Cloning the adbench repository is the alternative approach for accessing the anomaly detection benchmark datasets. This approach is easier and allows you to obtain all datasets and supplementary materials directly from the source, offering flexibility and full control over the data. Here’s how you can clone the repository and access the datasets:

Steps to Clone the Repository

1.	**Open a Terminal**: Begin by opening a terminal on your machine. Ensure you have Git or `GitHub CLI` utility installed, as it will be used to clone the repository.
2.	**Navigate to the Desired Directory**: Choose the directory where you created the anomaly detection project  to clone the `adbench` repository. You can navigate to this directory using the cd command:
```bash
cd /path/to/your/project/location
```

3.	Clone the Repository: Use the following Git command to clone the adbench repository:
```bash
git clone https://github.com/Minqi824/ADBench.git
```

or 

```bash
gh repo clone Minqi824/ADBench
```

This command will download the entire repository, including all datasets, scripts, and documentation, to your local machine.

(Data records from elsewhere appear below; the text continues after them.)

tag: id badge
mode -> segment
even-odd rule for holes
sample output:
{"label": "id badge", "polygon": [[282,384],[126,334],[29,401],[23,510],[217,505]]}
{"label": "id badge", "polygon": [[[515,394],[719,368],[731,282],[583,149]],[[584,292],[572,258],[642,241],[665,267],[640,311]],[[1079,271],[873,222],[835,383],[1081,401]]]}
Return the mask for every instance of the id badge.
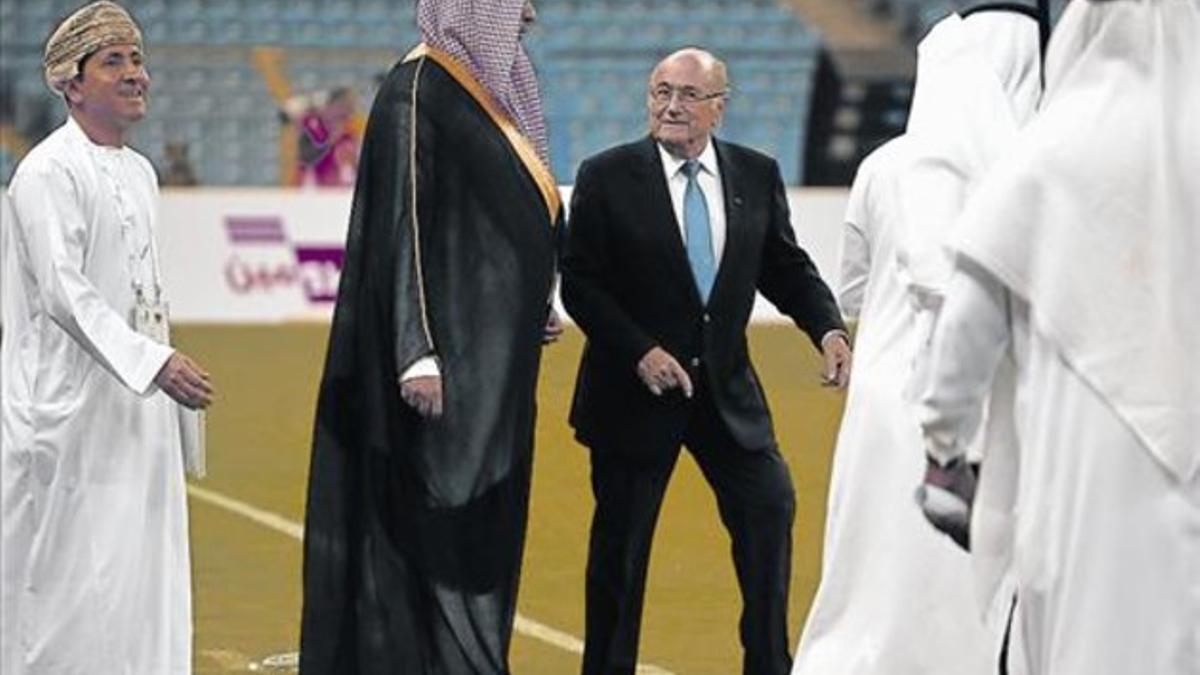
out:
{"label": "id badge", "polygon": [[133,306],[133,329],[159,344],[171,343],[170,316],[167,303],[150,302],[139,295]]}

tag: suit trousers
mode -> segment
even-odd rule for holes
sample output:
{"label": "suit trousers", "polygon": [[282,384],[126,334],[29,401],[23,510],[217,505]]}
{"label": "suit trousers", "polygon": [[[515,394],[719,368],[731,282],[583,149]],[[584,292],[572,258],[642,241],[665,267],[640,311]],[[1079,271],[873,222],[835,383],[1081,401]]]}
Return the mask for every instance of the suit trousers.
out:
{"label": "suit trousers", "polygon": [[[692,408],[683,445],[716,494],[733,542],[742,594],[743,673],[788,675],[796,512],[791,475],[774,444],[756,449],[737,444],[707,387],[698,387]],[[636,669],[650,545],[679,451],[679,446],[666,452],[591,448],[596,509],[588,549],[584,675],[633,675]]]}

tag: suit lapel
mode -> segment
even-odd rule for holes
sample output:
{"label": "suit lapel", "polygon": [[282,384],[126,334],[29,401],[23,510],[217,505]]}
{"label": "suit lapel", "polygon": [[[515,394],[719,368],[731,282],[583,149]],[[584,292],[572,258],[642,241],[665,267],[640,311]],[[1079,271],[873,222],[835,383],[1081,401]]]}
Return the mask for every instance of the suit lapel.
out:
{"label": "suit lapel", "polygon": [[647,137],[639,146],[642,155],[638,162],[641,175],[642,194],[649,210],[649,226],[652,228],[659,248],[664,252],[663,259],[670,266],[674,276],[683,280],[692,289],[692,296],[700,302],[700,292],[696,290],[696,282],[692,279],[692,268],[688,264],[687,249],[680,234],[679,221],[675,218],[675,207],[671,204],[671,193],[667,189],[666,175],[663,173],[662,157],[658,153],[658,144]]}
{"label": "suit lapel", "polygon": [[741,219],[745,215],[743,213],[745,209],[741,190],[741,172],[738,170],[737,163],[730,157],[725,143],[716,138],[713,138],[712,142],[717,152],[717,166],[721,169],[721,193],[725,197],[725,249],[721,252],[721,263],[717,266],[717,277],[713,281],[712,294],[708,300],[709,305],[716,299],[722,281],[732,274],[728,271],[729,268],[738,264],[734,261],[734,257],[740,251],[738,247],[743,234]]}

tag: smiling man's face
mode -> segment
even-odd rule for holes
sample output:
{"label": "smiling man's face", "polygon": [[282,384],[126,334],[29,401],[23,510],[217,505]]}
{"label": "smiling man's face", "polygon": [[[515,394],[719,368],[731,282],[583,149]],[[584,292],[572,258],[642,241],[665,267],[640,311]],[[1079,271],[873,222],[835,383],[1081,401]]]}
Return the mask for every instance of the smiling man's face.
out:
{"label": "smiling man's face", "polygon": [[141,50],[135,45],[113,45],[85,58],[65,93],[88,119],[124,132],[146,116],[149,91],[150,75]]}
{"label": "smiling man's face", "polygon": [[704,52],[663,59],[646,95],[650,135],[676,157],[699,157],[725,114],[725,87],[724,68]]}

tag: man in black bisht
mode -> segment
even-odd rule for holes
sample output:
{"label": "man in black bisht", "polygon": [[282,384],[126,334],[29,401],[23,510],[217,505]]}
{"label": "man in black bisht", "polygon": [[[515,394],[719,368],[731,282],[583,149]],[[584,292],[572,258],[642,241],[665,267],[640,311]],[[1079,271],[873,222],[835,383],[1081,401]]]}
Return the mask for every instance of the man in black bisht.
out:
{"label": "man in black bisht", "polygon": [[300,670],[508,673],[560,204],[528,0],[420,0],[363,142],[317,405]]}

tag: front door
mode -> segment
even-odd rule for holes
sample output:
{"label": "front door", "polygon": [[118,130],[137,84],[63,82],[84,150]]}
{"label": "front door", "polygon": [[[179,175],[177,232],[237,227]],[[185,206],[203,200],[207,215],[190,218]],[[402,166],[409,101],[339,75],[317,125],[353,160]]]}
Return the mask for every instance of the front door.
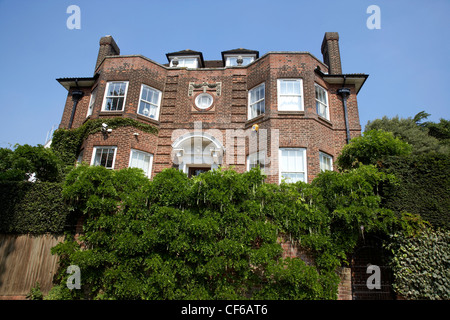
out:
{"label": "front door", "polygon": [[210,167],[189,167],[188,177],[198,176],[200,173],[211,170]]}

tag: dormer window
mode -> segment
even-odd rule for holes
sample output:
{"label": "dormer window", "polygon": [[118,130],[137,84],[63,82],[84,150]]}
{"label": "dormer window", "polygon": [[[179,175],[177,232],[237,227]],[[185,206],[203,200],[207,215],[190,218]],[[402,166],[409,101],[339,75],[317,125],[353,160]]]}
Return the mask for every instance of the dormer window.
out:
{"label": "dormer window", "polygon": [[171,68],[203,68],[204,61],[201,52],[183,50],[166,54]]}
{"label": "dormer window", "polygon": [[259,52],[244,48],[222,51],[225,67],[246,66],[259,58]]}
{"label": "dormer window", "polygon": [[178,58],[175,57],[170,60],[170,67],[178,67],[178,68],[198,68],[198,59],[195,57],[188,58]]}
{"label": "dormer window", "polygon": [[234,67],[234,66],[246,66],[255,61],[254,56],[226,56],[225,66],[226,67]]}

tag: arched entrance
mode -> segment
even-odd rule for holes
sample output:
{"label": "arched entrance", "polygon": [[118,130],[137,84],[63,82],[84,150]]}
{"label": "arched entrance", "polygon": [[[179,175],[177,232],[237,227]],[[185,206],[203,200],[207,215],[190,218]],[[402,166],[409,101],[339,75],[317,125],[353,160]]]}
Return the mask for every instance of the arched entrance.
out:
{"label": "arched entrance", "polygon": [[188,133],[172,144],[172,159],[189,177],[218,168],[223,161],[222,143],[207,133]]}
{"label": "arched entrance", "polygon": [[[388,252],[383,248],[383,240],[368,236],[359,241],[351,257],[353,300],[393,300],[392,272],[388,266]],[[367,279],[371,276],[368,267],[374,265],[380,270],[379,288],[369,288]]]}

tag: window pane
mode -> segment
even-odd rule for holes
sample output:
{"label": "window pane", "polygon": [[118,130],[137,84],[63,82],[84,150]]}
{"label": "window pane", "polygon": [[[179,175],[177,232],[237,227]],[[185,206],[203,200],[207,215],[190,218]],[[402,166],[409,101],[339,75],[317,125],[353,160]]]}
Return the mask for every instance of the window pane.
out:
{"label": "window pane", "polygon": [[320,153],[320,170],[333,170],[333,160],[331,156]]}
{"label": "window pane", "polygon": [[113,168],[115,148],[95,148],[93,165]]}
{"label": "window pane", "polygon": [[106,167],[106,160],[108,158],[108,151],[101,149],[101,155],[100,155],[100,165]]}
{"label": "window pane", "polygon": [[100,164],[101,155],[102,155],[101,150],[97,149],[97,151],[95,152],[94,166],[98,166]]}
{"label": "window pane", "polygon": [[152,101],[150,102],[157,105],[159,102],[159,94],[160,93],[158,91],[153,90]]}
{"label": "window pane", "polygon": [[130,167],[140,168],[144,170],[144,173],[150,175],[150,164],[152,155],[143,151],[132,150]]}
{"label": "window pane", "polygon": [[280,97],[280,109],[283,110],[300,110],[299,96]]}
{"label": "window pane", "polygon": [[305,181],[304,149],[280,149],[280,174],[287,178],[286,182]]}
{"label": "window pane", "polygon": [[107,162],[106,162],[107,168],[113,167],[113,160],[114,160],[114,149],[109,149],[108,150],[108,158],[107,158]]}

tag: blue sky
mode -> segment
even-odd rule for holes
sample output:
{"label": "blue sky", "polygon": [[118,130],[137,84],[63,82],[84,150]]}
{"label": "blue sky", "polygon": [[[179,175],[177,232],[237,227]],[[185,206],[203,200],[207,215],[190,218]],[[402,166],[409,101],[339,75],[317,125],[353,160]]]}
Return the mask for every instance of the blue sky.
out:
{"label": "blue sky", "polygon": [[[80,7],[79,30],[66,26],[70,5]],[[381,29],[366,26],[370,5],[381,10]],[[168,52],[218,60],[240,47],[322,59],[323,35],[336,31],[343,72],[369,74],[358,95],[363,129],[422,110],[450,119],[449,15],[449,0],[0,0],[0,147],[44,144],[67,96],[55,79],[92,76],[104,35],[121,54],[166,63]]]}

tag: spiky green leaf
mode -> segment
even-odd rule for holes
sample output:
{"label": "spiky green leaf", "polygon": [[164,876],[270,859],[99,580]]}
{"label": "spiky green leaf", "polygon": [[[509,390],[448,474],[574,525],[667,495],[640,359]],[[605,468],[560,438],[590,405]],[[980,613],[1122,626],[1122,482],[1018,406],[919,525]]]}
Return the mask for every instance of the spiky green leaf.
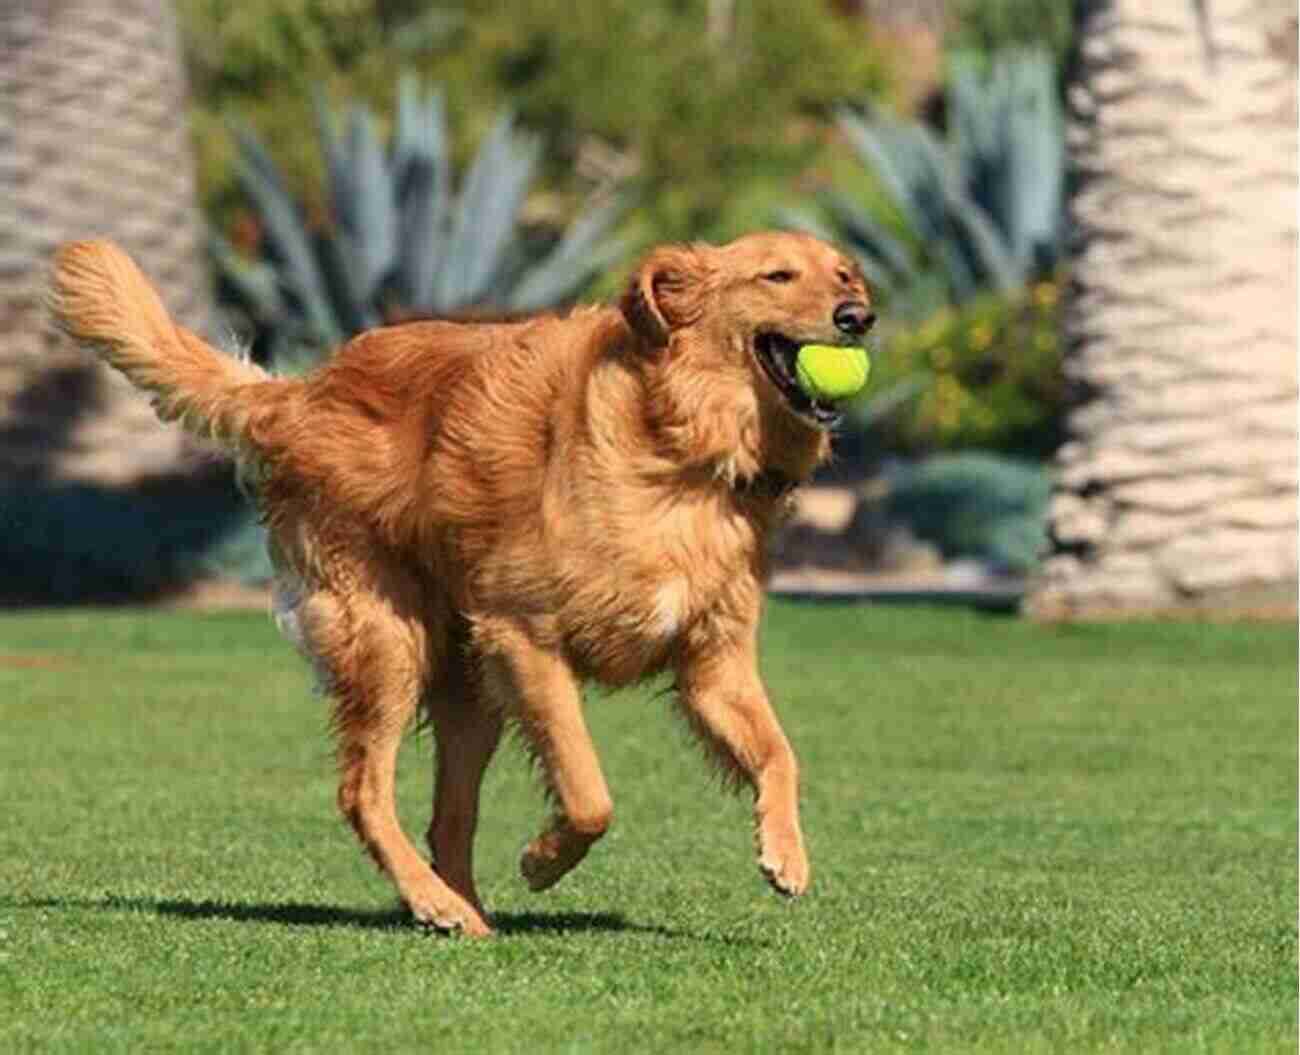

4.	Navigate to the Cloned Repository: Once the cloning process is complete, navigate into the cloned repository:

```bash
cd ADBench
```

5.	Access the Datasets: The datasets will be located in the datasets directory within the cloned repository. You can list the contents of this directory to verify the datasets:

```bash
cd adbench/datasets
ls -la
```

This will display all the available datasets organized in their respective directories.